O estudo foi realizado entre fevereiro e junho, por meio de entrevistas com 53 pessoas, incluindo ativistas, jornalistas, advogados, defensores dos direitos humanos e opositores que tenham sofrido assédio ou sido detidos de modo arbitrário. Também foram analisados fotos e vídeos que registram abusos dos direitos humanos.
A entidade procurou o regime nicaraguense para comentar as ocorrências descritas no relatório, mas não teve resposta.
Até a conclusão do documento da HRW, haviam sido presos quatro pré-candidatos às eleições. Cristiana Chamorro, filha de Violeta Chamorro, acusada de lavagem de dinheiro; o diplomata Arturo Cruz Sequeira, por “conspiração contra a Nicarágua”; o acadêmico e ativista político Félix Maradiaga, investigado por supostamente estar conspirando por uma intervenção militar no país e “organizando ataques terroristas”; e Juan Sebastián Chamorro, economista e primo de Cristiana Chamorro, também acusado de conspirar contra a pátria.
Depois de a investigação ter sido terminada, também foi preso Miguel Mora, empresário de comunicação e dono do canal 100%. Mora já havia sido preso pela ditadura de Ortega, ao lado da mulher, Lucía Pineda Ubau, em 2018. Na época, a acusação era de “incitar o ódio”, durante a cobertura da violenta repressão que Ortega promoveu contra os manifestantes que saíram às ruas para protestar contra uma política de ajustes. Os protestos daquele ano resultaram em 328 mortos.
Lista ** Segundo a HRW, a prisão dos pré-candidatos foi realizada atropelando diversos direitos -há registros, por exemplo, de veículos militares e policiais diante das casas antes da prisão para assustá-los e de apoiadores do regime convocados para fazer barulho durante a noite e impedi-los de dormir.
Durante esse período, os cercos às residências dificultavam a saída para comprar comida e outros itens básicos e impediam a chegada de membros das famílias e de advogados. Em um dos casos, os policiais impediram que os dois filhos de um deles fossem à escola por três dias.

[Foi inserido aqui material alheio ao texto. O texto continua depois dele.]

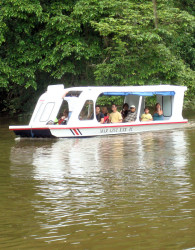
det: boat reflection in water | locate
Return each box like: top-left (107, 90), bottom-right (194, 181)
top-left (11, 130), bottom-right (192, 246)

Jornalistas relataram que, ao se aproximarem desses lugares, era comum terem seus celulares apreendidos e serem afastados dali, de modo que não pudessem realizar seu trabalho. As prisões foram feitas de maneira ilegal, sem que fossem apresentadas aos detidos as acusações.
A partir de números levantados por organizações de direitos humanos locais, a HRW coletou 400 casos de ataques à mídia e a jornalistas. Muitos tiveram casas e escritórios revistados, material roubado e foram chamados a interrogatórios em que se fez pressão para que abandonassem a atividade profissional.
Ao serem liberados, muitos foram informados de que poderiam voltar a ser presos a qualquer momento. A ONG considera isso uma tentativa de promover a autocensura nos poucos meios de comunicação independentes que ainda atuam na Nicarágua.
O relatório termina com pedidos ao secretário-geral das Nações Unidas, António Guterres, para que “fale publicamente” sobre o tema e que procure as autoridades nicaraguenses para demonstrar preocupação. Também pede que os governos dos EUA, Canadá, União Europeia e países da América Latina pressionem a ditadura de Ortega para que autorize o retorno ao país de organizações de direitos humanos internacionais expulsas em 2018.
A entidade também pede que sejam avaliadas sanções, incluindo impedimento de viajar e congelamento de bens no exterior, tanto de Daniel Ortega e de sua mulher e vice-presidente, Rosario Murillo, como de nomes da cúpula da ditadura nicaraguense. Entre eles, Edwin Castro, porta-voz do partido do governo, a Frente Sandinista de Liberação Nacional, a procuradora-geral, Ana Julia Guido Ochoa, e o chefe da polícia nacional, Javier Díaz.